Russian Volunteer Troops Will Soon Hit The Ground In Syria

Russian Volunteer Troops Will Soon Hit The Ground In Syria

Russia’s involvement in the Syrian war continues to intensify as Russian officials indicate that “voluntary” ground troops will soon enter the region to complement the current airstrikes. The increasing number of Russian airstrikes continue to anger the United States and its allies in the Syrian conflict, especially after a Russian warplane invaded Turkey’s airspace over the weekend.

The addition of Russian ground troops severely compromises Turkey’s goal of creating a “safe zone” along the Turkey-Syria border where Syrian refugees could return in the future.

Russian officials point out that such volunteers “cannot be stopped.”

Both Russia and Iran have ramped up their efforts to support Syrian President Bashar al-Assad. By attacking Syrian groups that wish to remove al-Assad from office, Russia is effectively waging battles against groups backed and supported by the United States, Turkey and their allies. Several rebel factions who oppose al-Assad released a statement Monday that Russia’s “brutal occupation has cut the road to any political solution.”

Russia’s escalation of its military efforts in the region is happening simultaneously as the United States increases its efforts to thwart ISIS militant groups. Although both countries seek to destroy ISIS, the two differ in their definition of “terrorists.” Russia has stated that in addition to fighting ISIS, it is also attacking several rebel groups fighting al-Assad. Therein lies a major problem.

With respect to the Russian jet that flew over Turkish airspace, Turkish fighter jets quickly intercepted the warplane and escorted it out of the country. NATO issued a stern warning to Russia as the United States urgently consulted with Turkey.

NATO’s secretary general Jens Stoltenberg stated that Russia’s “mistake” was “an unacceptable violation” of Turkish airspace and that “Russia’s actions are not contributing to the security and stability of the region.”

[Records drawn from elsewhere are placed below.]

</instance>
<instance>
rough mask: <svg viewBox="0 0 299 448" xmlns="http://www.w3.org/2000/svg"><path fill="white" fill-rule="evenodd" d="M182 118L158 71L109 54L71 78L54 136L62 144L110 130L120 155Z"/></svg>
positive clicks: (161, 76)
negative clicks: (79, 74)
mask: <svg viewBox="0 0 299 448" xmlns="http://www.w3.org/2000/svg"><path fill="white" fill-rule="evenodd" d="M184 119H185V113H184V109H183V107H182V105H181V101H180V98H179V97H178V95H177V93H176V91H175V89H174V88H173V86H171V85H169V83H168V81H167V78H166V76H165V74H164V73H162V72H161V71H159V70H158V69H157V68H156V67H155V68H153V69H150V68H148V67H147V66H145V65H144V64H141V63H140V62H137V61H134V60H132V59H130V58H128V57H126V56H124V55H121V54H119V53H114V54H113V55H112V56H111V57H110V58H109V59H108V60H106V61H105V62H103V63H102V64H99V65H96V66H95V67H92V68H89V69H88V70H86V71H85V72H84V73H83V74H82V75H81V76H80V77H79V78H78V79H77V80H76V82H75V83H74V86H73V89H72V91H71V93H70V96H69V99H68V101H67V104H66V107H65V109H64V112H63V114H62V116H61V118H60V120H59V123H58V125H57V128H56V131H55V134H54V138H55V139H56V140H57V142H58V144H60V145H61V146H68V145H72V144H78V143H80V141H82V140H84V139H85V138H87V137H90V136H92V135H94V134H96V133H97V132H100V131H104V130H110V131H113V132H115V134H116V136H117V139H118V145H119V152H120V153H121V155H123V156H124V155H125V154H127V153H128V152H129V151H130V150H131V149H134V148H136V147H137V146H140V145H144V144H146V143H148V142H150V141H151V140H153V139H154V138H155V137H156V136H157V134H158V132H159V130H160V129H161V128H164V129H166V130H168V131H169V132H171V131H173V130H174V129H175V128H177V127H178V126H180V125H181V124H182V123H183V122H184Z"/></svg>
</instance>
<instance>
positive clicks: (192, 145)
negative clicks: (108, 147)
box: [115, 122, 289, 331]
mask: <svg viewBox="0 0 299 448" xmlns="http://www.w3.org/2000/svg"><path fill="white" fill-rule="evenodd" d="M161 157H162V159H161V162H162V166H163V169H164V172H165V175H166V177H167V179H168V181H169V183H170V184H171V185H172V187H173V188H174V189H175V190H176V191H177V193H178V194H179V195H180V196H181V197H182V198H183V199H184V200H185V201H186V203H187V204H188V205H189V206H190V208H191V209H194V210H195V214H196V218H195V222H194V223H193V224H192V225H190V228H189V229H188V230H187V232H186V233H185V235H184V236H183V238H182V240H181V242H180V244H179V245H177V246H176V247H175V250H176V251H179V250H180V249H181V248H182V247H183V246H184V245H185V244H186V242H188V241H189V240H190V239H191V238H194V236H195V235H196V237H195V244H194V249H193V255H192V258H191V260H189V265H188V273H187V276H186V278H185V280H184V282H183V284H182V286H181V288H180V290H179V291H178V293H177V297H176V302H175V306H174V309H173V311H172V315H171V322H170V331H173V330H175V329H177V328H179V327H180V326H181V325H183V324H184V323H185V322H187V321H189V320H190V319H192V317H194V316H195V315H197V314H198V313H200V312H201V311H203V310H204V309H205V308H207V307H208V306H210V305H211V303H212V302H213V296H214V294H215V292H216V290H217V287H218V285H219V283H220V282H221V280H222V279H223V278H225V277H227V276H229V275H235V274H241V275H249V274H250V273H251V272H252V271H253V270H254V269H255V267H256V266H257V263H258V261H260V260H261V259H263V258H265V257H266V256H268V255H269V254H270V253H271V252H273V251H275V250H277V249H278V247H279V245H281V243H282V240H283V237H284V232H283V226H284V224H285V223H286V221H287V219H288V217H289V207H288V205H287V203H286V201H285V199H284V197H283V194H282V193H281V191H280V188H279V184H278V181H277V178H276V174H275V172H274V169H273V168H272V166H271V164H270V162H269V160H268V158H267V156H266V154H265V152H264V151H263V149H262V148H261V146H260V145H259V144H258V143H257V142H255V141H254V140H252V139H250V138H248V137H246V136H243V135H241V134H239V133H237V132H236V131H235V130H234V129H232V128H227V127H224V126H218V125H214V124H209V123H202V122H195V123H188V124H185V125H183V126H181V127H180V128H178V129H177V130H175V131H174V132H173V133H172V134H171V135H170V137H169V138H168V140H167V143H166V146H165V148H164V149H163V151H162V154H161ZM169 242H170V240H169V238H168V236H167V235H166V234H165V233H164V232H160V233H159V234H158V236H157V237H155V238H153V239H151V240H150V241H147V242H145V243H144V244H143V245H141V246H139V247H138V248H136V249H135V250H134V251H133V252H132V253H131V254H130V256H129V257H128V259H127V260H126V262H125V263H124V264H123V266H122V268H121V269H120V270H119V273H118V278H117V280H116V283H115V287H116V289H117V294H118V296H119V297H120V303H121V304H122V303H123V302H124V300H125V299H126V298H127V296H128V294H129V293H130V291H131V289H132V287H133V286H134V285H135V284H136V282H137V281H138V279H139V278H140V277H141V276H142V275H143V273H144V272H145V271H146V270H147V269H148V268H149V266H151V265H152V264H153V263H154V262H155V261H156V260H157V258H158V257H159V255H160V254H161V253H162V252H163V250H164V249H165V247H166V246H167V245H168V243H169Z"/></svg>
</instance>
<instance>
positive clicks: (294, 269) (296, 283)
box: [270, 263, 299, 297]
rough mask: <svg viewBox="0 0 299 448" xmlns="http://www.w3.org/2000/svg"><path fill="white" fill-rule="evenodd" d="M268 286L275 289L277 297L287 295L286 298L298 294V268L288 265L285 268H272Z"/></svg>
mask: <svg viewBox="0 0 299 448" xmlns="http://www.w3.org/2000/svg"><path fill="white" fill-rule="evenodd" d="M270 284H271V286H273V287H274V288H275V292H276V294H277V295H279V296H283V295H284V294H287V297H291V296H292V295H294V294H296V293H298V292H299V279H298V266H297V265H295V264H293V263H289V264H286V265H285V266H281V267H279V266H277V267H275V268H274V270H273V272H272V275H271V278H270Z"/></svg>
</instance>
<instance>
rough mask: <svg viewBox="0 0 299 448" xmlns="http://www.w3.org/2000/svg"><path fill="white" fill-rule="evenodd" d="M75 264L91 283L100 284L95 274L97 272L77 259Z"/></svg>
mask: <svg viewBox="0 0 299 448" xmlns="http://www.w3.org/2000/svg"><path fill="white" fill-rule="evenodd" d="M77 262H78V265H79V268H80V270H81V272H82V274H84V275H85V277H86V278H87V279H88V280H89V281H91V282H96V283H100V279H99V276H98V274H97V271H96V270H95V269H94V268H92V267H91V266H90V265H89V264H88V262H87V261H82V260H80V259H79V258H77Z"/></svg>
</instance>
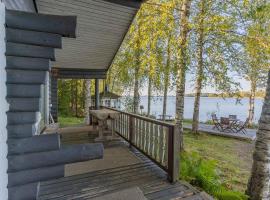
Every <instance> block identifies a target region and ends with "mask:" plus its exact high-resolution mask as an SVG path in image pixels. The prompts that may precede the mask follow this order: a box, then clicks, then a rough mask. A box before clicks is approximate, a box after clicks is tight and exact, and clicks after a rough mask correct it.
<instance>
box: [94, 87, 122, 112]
mask: <svg viewBox="0 0 270 200" xmlns="http://www.w3.org/2000/svg"><path fill="white" fill-rule="evenodd" d="M99 96H100V105H101V106H106V107H111V108H116V109H119V110H120V109H121V99H120V98H121V96H120V95H118V94H115V93H113V92H109V91H103V92H101V93H99ZM91 101H92V102H91V103H92V106H94V105H95V96H94V95H93V96H92V98H91Z"/></svg>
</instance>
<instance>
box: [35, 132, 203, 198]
mask: <svg viewBox="0 0 270 200" xmlns="http://www.w3.org/2000/svg"><path fill="white" fill-rule="evenodd" d="M92 135H95V134H94V133H93V134H91V133H74V134H73V135H72V134H62V142H63V141H65V142H64V144H65V145H70V144H74V143H78V142H88V141H89V140H90V141H91V140H92ZM110 143H113V145H117V143H116V142H114V141H111V142H108V144H107V145H104V146H105V148H106V147H110V146H111V145H112V144H110ZM118 145H119V146H120V145H121V146H123V147H124V148H128V147H127V144H126V143H125V142H123V141H118ZM129 150H130V151H131V152H132V153H133V154H135V156H137V157H138V158H139V159H140V160H142V162H141V163H137V164H132V165H125V166H121V167H116V168H110V169H106V170H99V171H94V172H89V173H85V174H79V175H74V176H68V177H63V178H59V179H55V180H50V181H45V182H41V184H40V190H39V195H38V200H49V199H52V200H64V199H65V200H66V199H74V200H75V199H93V198H95V197H102V196H103V195H108V194H110V193H114V192H117V191H120V190H123V189H127V188H132V187H139V188H140V189H141V190H142V192H143V193H144V195H145V197H146V198H147V199H159V200H161V199H162V200H165V199H183V200H187V199H192V200H203V199H208V198H205V197H204V196H202V195H201V194H200V192H199V191H198V190H196V189H195V188H193V187H192V186H190V185H189V184H187V183H184V182H177V183H175V184H171V183H169V182H168V181H167V174H166V173H165V172H164V171H163V170H162V169H160V168H159V167H158V166H157V165H156V164H154V163H153V162H152V161H150V160H149V159H148V158H147V157H145V156H144V155H143V154H141V153H140V152H139V151H137V150H136V149H134V148H131V149H129ZM115 156H117V155H115Z"/></svg>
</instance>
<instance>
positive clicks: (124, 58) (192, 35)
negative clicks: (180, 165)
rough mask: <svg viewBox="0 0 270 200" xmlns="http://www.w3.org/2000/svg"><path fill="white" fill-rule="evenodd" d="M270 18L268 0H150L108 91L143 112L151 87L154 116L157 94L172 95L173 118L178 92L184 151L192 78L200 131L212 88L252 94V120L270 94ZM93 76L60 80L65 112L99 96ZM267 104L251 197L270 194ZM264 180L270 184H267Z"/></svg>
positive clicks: (113, 71) (151, 95)
mask: <svg viewBox="0 0 270 200" xmlns="http://www.w3.org/2000/svg"><path fill="white" fill-rule="evenodd" d="M269 19H270V2H269V1H267V0H148V1H144V3H143V5H142V6H141V8H140V10H139V12H138V13H137V15H136V17H135V19H134V21H133V23H132V26H131V27H130V29H129V32H128V34H127V35H126V36H125V39H124V42H123V43H122V46H121V47H120V49H119V51H118V53H117V56H116V57H115V59H114V62H113V64H112V66H111V67H110V69H109V71H108V75H107V79H106V80H103V81H100V88H101V91H103V89H104V88H105V85H107V86H108V87H109V90H110V91H112V92H114V93H116V94H119V95H122V96H126V97H128V98H127V99H128V101H127V102H126V104H127V105H128V107H129V111H132V112H134V113H139V105H140V95H141V89H142V88H143V87H147V93H148V95H147V96H148V105H147V112H146V113H145V115H146V116H150V113H151V107H152V105H151V98H152V97H153V96H157V95H159V96H163V98H164V101H163V105H162V106H163V113H162V114H163V116H165V115H166V111H167V96H168V93H169V91H175V97H176V105H175V113H176V116H175V120H174V122H175V124H176V126H175V127H176V131H177V132H179V134H180V135H181V137H182V139H181V144H180V149H181V150H183V149H184V143H183V141H184V140H183V134H182V133H183V120H184V118H183V113H184V97H185V95H188V94H186V91H185V88H186V85H187V84H189V85H192V87H193V88H194V91H193V93H192V95H193V96H194V97H195V102H194V110H193V119H192V132H193V133H195V134H196V133H198V124H199V112H200V97H202V96H205V94H204V93H203V89H204V88H205V87H206V86H207V87H211V88H214V89H215V91H216V93H217V94H219V95H218V96H220V97H227V96H234V97H239V98H241V97H248V98H249V109H248V110H247V112H248V119H249V123H250V124H252V123H253V120H254V101H255V98H256V96H257V97H265V99H266V100H267V99H268V100H269V98H270V97H269V95H270V94H269V92H270V88H268V87H270V82H269V83H268V87H267V90H266V91H267V92H266V93H265V88H266V85H267V76H268V71H269V64H270V62H269V61H270V20H269ZM187 74H191V75H192V81H191V82H190V81H187ZM239 79H244V80H246V81H248V82H249V85H250V87H249V91H248V92H243V88H242V87H241V84H240V82H239ZM93 81H94V80H59V82H58V85H59V91H58V96H59V102H58V104H59V111H60V114H61V115H64V116H69V115H73V116H77V117H80V116H84V113H85V107H86V99H87V101H89V98H91V95H92V94H94V82H93ZM268 90H269V91H268ZM67 94H70V95H67ZM267 105H268V104H267ZM267 105H265V106H264V108H263V112H262V117H264V118H262V119H263V120H266V121H261V123H262V126H265V129H263V130H260V129H259V131H258V132H257V134H259V135H260V134H261V135H262V137H260V138H259V139H260V140H258V139H257V143H256V147H255V153H254V157H253V158H254V159H253V168H252V176H251V179H250V180H251V181H250V183H249V186H248V190H247V194H249V195H250V197H251V199H268V197H269V196H265V195H269V168H268V169H267V165H266V163H265V162H264V161H265V160H267V159H268V161H269V145H268V148H266V146H267V144H266V143H265V142H263V141H264V139H265V140H266V141H268V140H269V136H268V139H267V136H266V134H265V131H266V130H269V125H267V122H268V123H269V115H268V114H269V112H267V110H266V109H267ZM268 106H269V105H268ZM267 113H268V114H267ZM267 120H268V121H267ZM263 123H266V124H263ZM268 144H269V143H268ZM267 152H268V153H267ZM267 174H268V175H267ZM260 177H265V178H264V180H261V179H262V178H260ZM266 177H268V178H266ZM263 181H265V182H264V183H262V182H263ZM266 182H267V183H266ZM260 184H264V185H266V186H265V187H264V188H260ZM267 184H268V189H267ZM239 199H241V198H239Z"/></svg>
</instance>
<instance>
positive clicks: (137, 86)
mask: <svg viewBox="0 0 270 200" xmlns="http://www.w3.org/2000/svg"><path fill="white" fill-rule="evenodd" d="M140 23H141V22H140V21H139V22H138V27H137V29H138V37H137V41H136V43H137V47H138V49H137V50H136V52H135V54H136V55H135V59H136V66H135V74H134V92H133V96H134V97H133V113H139V103H140V93H139V86H140V85H139V84H140V83H139V77H140V76H139V73H140V65H141V62H140V59H141V58H140V56H141V54H140V46H141V45H140V39H141V37H140V34H141V30H140Z"/></svg>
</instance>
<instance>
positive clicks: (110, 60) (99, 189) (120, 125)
mask: <svg viewBox="0 0 270 200" xmlns="http://www.w3.org/2000/svg"><path fill="white" fill-rule="evenodd" d="M141 3H142V0H128V1H125V0H78V1H72V0H59V1H53V0H36V1H35V5H36V12H37V13H39V14H49V15H65V16H67V15H73V16H76V17H77V27H76V38H73V39H70V38H64V39H63V43H62V44H61V45H60V46H61V47H62V50H56V56H55V60H56V61H54V62H53V63H52V69H51V71H50V104H51V105H52V106H51V108H50V109H51V110H50V112H51V113H52V115H53V117H54V119H55V120H56V121H57V115H58V113H57V103H58V102H57V80H58V79H60V78H74V79H75V78H77V79H95V102H96V103H95V109H97V110H98V109H100V106H99V87H98V86H99V84H98V82H99V79H104V78H105V77H106V73H107V71H108V69H109V67H110V66H111V64H112V62H113V60H114V57H115V55H116V53H117V51H118V49H119V48H120V45H121V43H122V42H123V39H124V37H125V35H126V33H127V32H128V29H129V27H130V25H131V23H132V21H133V19H134V17H135V15H136V13H137V11H138V9H139V8H140V5H141ZM10 8H12V6H11V7H10ZM52 29H54V28H52ZM67 29H69V26H67ZM74 36H75V35H73V37H74ZM52 60H53V59H52ZM107 109H111V108H107ZM114 111H117V110H114ZM39 112H40V111H39ZM117 112H119V114H120V117H119V118H118V119H117V120H116V123H115V127H114V128H115V132H116V133H117V134H118V135H119V136H118V137H119V138H118V139H117V140H109V141H102V144H103V145H104V148H105V150H104V155H103V158H100V157H99V158H100V159H97V160H90V161H84V162H77V163H73V164H66V165H65V166H64V168H65V169H64V177H62V178H51V179H49V180H40V186H39V187H38V188H39V189H38V194H37V199H132V198H133V199H134V200H135V199H211V197H209V196H208V195H207V194H205V193H204V192H200V191H198V190H197V189H195V188H193V187H192V186H191V185H189V184H187V183H184V182H181V181H179V180H178V176H179V152H178V150H179V149H178V145H179V137H178V135H176V134H175V131H174V125H173V124H170V123H166V122H161V121H157V120H154V119H150V118H146V117H142V116H139V115H135V114H131V113H127V112H122V111H117ZM31 123H32V122H31ZM33 123H34V122H33ZM59 133H60V135H61V143H62V146H63V147H64V149H65V147H69V146H71V145H73V144H88V143H91V144H92V143H96V141H95V138H96V137H97V131H96V130H93V127H92V126H86V127H81V128H78V127H73V128H69V129H66V130H64V129H62V130H60V131H59ZM45 134H46V130H45V132H44V133H43V135H45ZM38 137H39V136H38ZM99 143H100V142H99ZM61 148H62V147H61ZM82 149H83V147H82ZM31 151H32V150H31ZM28 153H29V154H30V153H32V152H28ZM63 155H64V156H63V157H69V156H70V155H69V154H63ZM81 156H82V158H84V155H81ZM40 159H41V158H40ZM48 159H49V156H48ZM74 160H80V159H74ZM81 160H85V159H81ZM52 161H53V162H55V160H52ZM31 170H32V168H31ZM16 173H17V172H16ZM37 181H38V180H35V182H37ZM35 186H36V185H35ZM16 187H17V185H16ZM15 189H16V190H17V188H15ZM15 189H14V191H15ZM20 192H21V191H20ZM18 194H19V193H18ZM18 196H19V195H18Z"/></svg>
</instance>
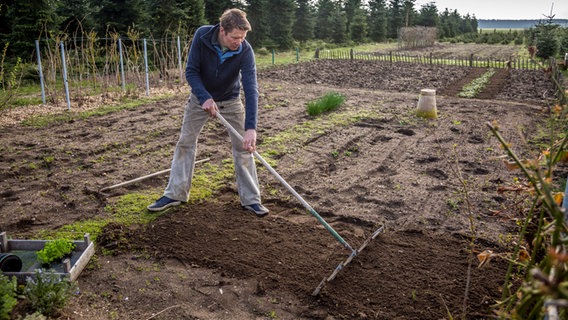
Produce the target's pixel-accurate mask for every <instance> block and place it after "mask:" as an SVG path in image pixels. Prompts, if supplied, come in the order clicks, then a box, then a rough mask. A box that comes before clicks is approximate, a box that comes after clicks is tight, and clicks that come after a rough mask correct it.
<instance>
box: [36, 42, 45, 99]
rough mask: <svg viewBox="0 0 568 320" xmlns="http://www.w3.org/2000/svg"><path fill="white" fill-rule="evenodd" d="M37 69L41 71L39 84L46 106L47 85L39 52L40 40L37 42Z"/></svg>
mask: <svg viewBox="0 0 568 320" xmlns="http://www.w3.org/2000/svg"><path fill="white" fill-rule="evenodd" d="M35 42H36V55H37V69H38V71H39V83H40V86H41V102H42V104H45V84H44V82H43V68H42V66H41V52H40V51H39V40H36V41H35Z"/></svg>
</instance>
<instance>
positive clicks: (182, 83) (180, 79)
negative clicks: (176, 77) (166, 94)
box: [178, 36, 183, 84]
mask: <svg viewBox="0 0 568 320" xmlns="http://www.w3.org/2000/svg"><path fill="white" fill-rule="evenodd" d="M178 64H179V83H180V84H183V69H182V66H181V41H180V39H179V36H178Z"/></svg>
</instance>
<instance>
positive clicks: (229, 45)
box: [219, 27, 247, 50]
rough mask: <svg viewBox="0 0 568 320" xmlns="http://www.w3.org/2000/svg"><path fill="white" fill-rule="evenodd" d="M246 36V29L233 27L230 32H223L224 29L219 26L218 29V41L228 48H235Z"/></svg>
mask: <svg viewBox="0 0 568 320" xmlns="http://www.w3.org/2000/svg"><path fill="white" fill-rule="evenodd" d="M246 36H247V31H243V30H240V29H236V28H235V29H233V30H232V31H231V32H225V29H223V27H221V29H220V30H219V43H220V44H221V45H222V46H224V47H227V48H229V49H230V50H237V49H238V48H239V46H240V45H241V43H242V42H243V41H245V37H246Z"/></svg>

One American official opined that, “I don’t believe this was an accident. Along with quite a bit of Russia’s behavior, this just affirms our deep concern over what they’re doing,” and that Russia’s behavior “raises questions about basic safe conduct in the skies.”

Another official called Russia’s behavior “deliberately provocative.”

Turkey’s President Recep Erdogan echoes these sentiments and told reporters over the weekend that, “The steps Russia is taking and the bombing campaign in Syria are quite unacceptable to Turkey. Unfortunately, Russia is making a grave mistake.”

Turkey’s Prime Minister Ahmet Davutoglu indicated that Russia said its violation of Turkish airspace was a mistake and that it would not happen again. Davutoglu told reporters that, “I should express it clearly, even if it is Syria, Russia or any other country’s planes, Turkey’s military engagement rules are valid for all.”

Despite all the warnings, Russia does not indicate any willingness to back down. Russian official Andrei Kartapolov told reporters that, “Our airstrikes will not only continue, but grow in intensity.”

It remains to be seen how the the world’s two biggest superpowers will resolve their differences.